You are viewing a plain text version of this content. The canonical link for it is here.
Posted to solr-user@lucene.apache.org by Oliver Schrenk <ol...@gmail.com> on 2014/02/27 11:42:08 UTC

SolrCloud 4.7: Overseer tries to delete a non-existing collection, throws exception and loops

Hi,

Upgraded a small cluster from 4.3.1 to 4.7 in Solr Cloud mode.

I deleted the old data, replaced the solr.xml with the example solr.xml with auto-discovery, but it seems there is still some old data somewhere, probably in Zookeeper that keep my machine from starting.

It loops over the same log message over and over

	2014-02-27 11:00:49,011 INFO o.a.s.c.c.ZkStateReader [Thread-15] Updating cloud state from ZooKeeper... 2014-02-27 11:00:49,012 INFO o.a.s.c.Overseer$ClusterStateUpdater [Thread-15] Removing collection: collection1 shard: 2 from clusterstate 2014-02-27 11:00:49,012 ERROR o.a.s.c.Overseer$ClusterStateUpdater [Thread-15] Exception in Overseer main queue loop org.apache.solr.common.SolrException: Could not find collection:collection1 at org.apache.solr.common.cloud.ClusterState.getCollection(ClusterState.java:175) at org.apache.solr.cloud.Overseer$ClusterStateUpdater.removeShard(Overseer.java:801) at org.apache.solr.cloud.Overseer$ClusterStateUpdater.processMessage(Overseer.java:230) at org.apache.solr.cloud.Overseer$ClusterStateUpdater.run(Overseer.java:187) at java.lang.Thread.run(Thread.java:722)

How can I delete that false information?

Regards
Oliver
	

Re: SolrCloud 4.7: Overseer tries to delete a non-existing collection, throws exception and loops

Posted by Yago Riveiro <ya...@gmail.com>.
I recommend you to attach your log to the issue and commend the process that you did to run in this error.

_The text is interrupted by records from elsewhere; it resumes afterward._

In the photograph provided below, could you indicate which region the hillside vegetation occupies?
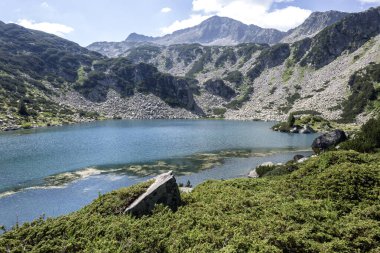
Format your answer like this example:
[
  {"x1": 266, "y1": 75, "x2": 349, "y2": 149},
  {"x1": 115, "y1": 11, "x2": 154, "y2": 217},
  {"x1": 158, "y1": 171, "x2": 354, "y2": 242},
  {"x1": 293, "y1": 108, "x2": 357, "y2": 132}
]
[{"x1": 0, "y1": 119, "x2": 380, "y2": 253}]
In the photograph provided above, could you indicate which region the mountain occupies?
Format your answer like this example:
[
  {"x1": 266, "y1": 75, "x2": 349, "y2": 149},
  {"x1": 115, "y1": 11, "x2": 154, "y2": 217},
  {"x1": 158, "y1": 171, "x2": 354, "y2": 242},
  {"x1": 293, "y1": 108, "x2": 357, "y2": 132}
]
[
  {"x1": 0, "y1": 23, "x2": 202, "y2": 129},
  {"x1": 112, "y1": 8, "x2": 380, "y2": 120},
  {"x1": 0, "y1": 8, "x2": 380, "y2": 129},
  {"x1": 154, "y1": 16, "x2": 283, "y2": 45},
  {"x1": 281, "y1": 11, "x2": 349, "y2": 43},
  {"x1": 87, "y1": 16, "x2": 285, "y2": 57},
  {"x1": 87, "y1": 11, "x2": 348, "y2": 57}
]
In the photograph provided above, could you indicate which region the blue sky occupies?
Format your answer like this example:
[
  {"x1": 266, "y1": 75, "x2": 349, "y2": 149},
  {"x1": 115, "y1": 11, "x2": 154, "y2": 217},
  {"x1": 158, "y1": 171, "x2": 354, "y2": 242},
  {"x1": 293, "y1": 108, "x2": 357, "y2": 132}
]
[{"x1": 0, "y1": 0, "x2": 380, "y2": 46}]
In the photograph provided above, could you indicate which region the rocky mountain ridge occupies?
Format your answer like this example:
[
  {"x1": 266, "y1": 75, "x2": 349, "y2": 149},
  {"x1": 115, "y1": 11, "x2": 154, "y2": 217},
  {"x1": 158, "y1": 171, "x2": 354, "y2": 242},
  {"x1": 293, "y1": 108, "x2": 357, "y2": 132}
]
[
  {"x1": 87, "y1": 11, "x2": 349, "y2": 57},
  {"x1": 0, "y1": 8, "x2": 380, "y2": 129}
]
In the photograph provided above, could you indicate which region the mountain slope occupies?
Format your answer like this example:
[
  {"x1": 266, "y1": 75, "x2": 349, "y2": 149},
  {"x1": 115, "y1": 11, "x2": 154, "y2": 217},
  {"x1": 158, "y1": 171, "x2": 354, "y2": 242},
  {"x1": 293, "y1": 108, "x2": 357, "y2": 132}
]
[
  {"x1": 0, "y1": 5, "x2": 380, "y2": 129},
  {"x1": 111, "y1": 8, "x2": 380, "y2": 120},
  {"x1": 281, "y1": 11, "x2": 349, "y2": 43},
  {"x1": 154, "y1": 16, "x2": 283, "y2": 45},
  {"x1": 87, "y1": 11, "x2": 348, "y2": 57},
  {"x1": 0, "y1": 23, "x2": 202, "y2": 129}
]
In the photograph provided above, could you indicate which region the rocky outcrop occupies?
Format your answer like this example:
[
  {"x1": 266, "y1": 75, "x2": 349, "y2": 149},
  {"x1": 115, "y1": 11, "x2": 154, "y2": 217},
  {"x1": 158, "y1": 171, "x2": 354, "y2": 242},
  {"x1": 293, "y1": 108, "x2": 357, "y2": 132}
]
[
  {"x1": 124, "y1": 171, "x2": 181, "y2": 217},
  {"x1": 311, "y1": 129, "x2": 347, "y2": 153},
  {"x1": 281, "y1": 11, "x2": 349, "y2": 43},
  {"x1": 248, "y1": 169, "x2": 259, "y2": 178},
  {"x1": 204, "y1": 79, "x2": 236, "y2": 99},
  {"x1": 87, "y1": 11, "x2": 348, "y2": 57},
  {"x1": 293, "y1": 155, "x2": 305, "y2": 162}
]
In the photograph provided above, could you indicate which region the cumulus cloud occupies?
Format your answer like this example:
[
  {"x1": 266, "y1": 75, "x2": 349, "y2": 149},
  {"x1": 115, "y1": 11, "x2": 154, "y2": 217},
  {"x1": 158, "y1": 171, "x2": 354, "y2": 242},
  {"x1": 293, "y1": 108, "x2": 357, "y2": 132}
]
[
  {"x1": 161, "y1": 0, "x2": 312, "y2": 33},
  {"x1": 359, "y1": 0, "x2": 380, "y2": 4},
  {"x1": 161, "y1": 7, "x2": 172, "y2": 13},
  {"x1": 160, "y1": 15, "x2": 211, "y2": 34},
  {"x1": 41, "y1": 2, "x2": 50, "y2": 9},
  {"x1": 17, "y1": 19, "x2": 74, "y2": 37}
]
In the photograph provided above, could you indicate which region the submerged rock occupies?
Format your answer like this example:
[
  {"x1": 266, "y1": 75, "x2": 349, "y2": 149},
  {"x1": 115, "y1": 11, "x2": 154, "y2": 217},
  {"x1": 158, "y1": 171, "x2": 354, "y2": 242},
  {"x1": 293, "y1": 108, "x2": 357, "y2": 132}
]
[
  {"x1": 300, "y1": 125, "x2": 315, "y2": 134},
  {"x1": 124, "y1": 171, "x2": 181, "y2": 216},
  {"x1": 293, "y1": 155, "x2": 305, "y2": 162},
  {"x1": 311, "y1": 129, "x2": 347, "y2": 153}
]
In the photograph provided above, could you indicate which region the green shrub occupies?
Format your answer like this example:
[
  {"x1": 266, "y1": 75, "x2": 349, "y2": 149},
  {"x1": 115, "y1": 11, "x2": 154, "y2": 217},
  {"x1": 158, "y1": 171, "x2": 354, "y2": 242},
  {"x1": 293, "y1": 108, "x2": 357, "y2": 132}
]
[
  {"x1": 339, "y1": 116, "x2": 380, "y2": 152},
  {"x1": 0, "y1": 151, "x2": 380, "y2": 253}
]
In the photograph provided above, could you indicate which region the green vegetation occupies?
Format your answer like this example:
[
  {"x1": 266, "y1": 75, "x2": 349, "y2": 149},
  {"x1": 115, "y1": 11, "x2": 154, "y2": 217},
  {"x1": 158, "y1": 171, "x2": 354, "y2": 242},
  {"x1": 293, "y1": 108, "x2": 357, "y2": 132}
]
[
  {"x1": 0, "y1": 151, "x2": 380, "y2": 253},
  {"x1": 286, "y1": 92, "x2": 301, "y2": 105},
  {"x1": 340, "y1": 114, "x2": 380, "y2": 152},
  {"x1": 272, "y1": 110, "x2": 334, "y2": 132},
  {"x1": 341, "y1": 63, "x2": 380, "y2": 123}
]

Maybe your logs can have some valuable information.


--  
Yago Riveiro
Sent with Sparrow (http://www.sparrowmailapp.com/?sig)


On Thursday, February 27, 2014 at 12:03 PM, Yago Riveiro wrote:

> I remember tat I need to empty my queue before restart the cluster too.
>  
> This bug is a little scary because if you have a schedule system to deletes collections on the fly your cluster can blow and you don't know why …
>  
> --  
> Yago Riveiro
> Sent with Sparrow (http://www.sparrowmailapp.com/?sig)
>  
>  
> On Thursday, February 27, 2014 at 11:58 AM, Oliver Schrenk wrote:
>  
> > Interesting. I deleted all old collections, configs, and clusterstate.json from Zookeeper and I still had that problem.
> >  
> > I’m quite new to Zookeeper, so some of what I say might be wrong. It seems there were some outstanding changes in Zookeeper. Or at least I found some queue items in a queue node. I deleted all of them and was able to start my cluster.
> >  
> >  
> > On 27 Feb 2014, at 12:48, Yago Riveiro <yago.riveiro@gmail.com (mailto:yago.riveiro@gmail.com)> wrote:
> >  
> > > I had some problems with DELETE action too.  
> > >  
> > > I reported this some time ago https://issues.apache.org/jira/browse/SOLR-5559
> > >  
> > > The overseer fail to delete a collection and the solr cluster becomes unstable, I reloaded my boxes and my cluster never went online.
> > >  
> > > After some debug, I found some shard folder with the name of the collection that I was delete previously. I deleted it and the cluster went online again.
> > >  
> > > You will need to remove all entries of deleted collection manually on clusterstate.json (if exists any).  
> > >  
> > >  
> > > --  
> > > Yago Riveiro
> > > Sent with Sparrow (http://www.sparrowmailapp.com/?sig)
> > >  
> > >  
> > > On Thursday, February 27, 2014 at 10:42 AM, Oliver Schrenk wrote:
> > >  
> > > > Hi,
> > > >  
> > > > Upgraded a small cluster from 4.3.1 to 4.7 in Solr Cloud mode.
> > > >  
> > > > I deleted the old data, replaced the solr.xml with the example solr.xml with auto-discovery, but it seems there is still some old data somewhere, probably in Zookeeper that keep my machine from starting.
> > > >  
> > > > It loops over the same log message over and over
> > > >  
> > > > 2014-02-27 11:00:49,011 INFO o.a.s.c.c.ZkStateReader [Thread-15] Updating cloud state from ZooKeeper... 2014-02-27 11:00:49,012 INFO o.a.s.c.Overseer$ClusterStateUpdater [Thread-15] Removing collection: collection1 shard: 2 from clusterstate 2014-02-27 11:00:49,012 ERROR o.a.s.c.Overseer$ClusterStateUpdater [Thread-15] Exception in Overseer main queue loop org.apache.solr.common.SolrException: Could not find collection:collection1 at org.apache.solr.common.cloud.ClusterState.getCollection(ClusterState.java:175) at org.apache.solr.cloud.Overseer$ClusterStateUpdater.removeShard(Overseer.java:801) at org.apache.solr.cloud.Overseer$ClusterStateUpdater.processMessage(Overseer.java:230) at org.apache.solr.cloud.Overseer$ClusterStateUpdater.run(Overseer.java:187) at java.lang.Thread.run(Thread.java:722)
> > > >  
> > > > How can I delete that false information?
> > > >  
> > > > Regards
> > > > Oliver
> > > >  
> > >  
> > >  
> >  
> >  
> >  
> >  
>  
>  


Re: SolrCloud 4.7: Overseer tries to delete a non-existing collection, throws exception and loops

Posted by Yago Riveiro <ya...@gmail.com>.
I remember tat I need to empty my queue before restart the cluster too.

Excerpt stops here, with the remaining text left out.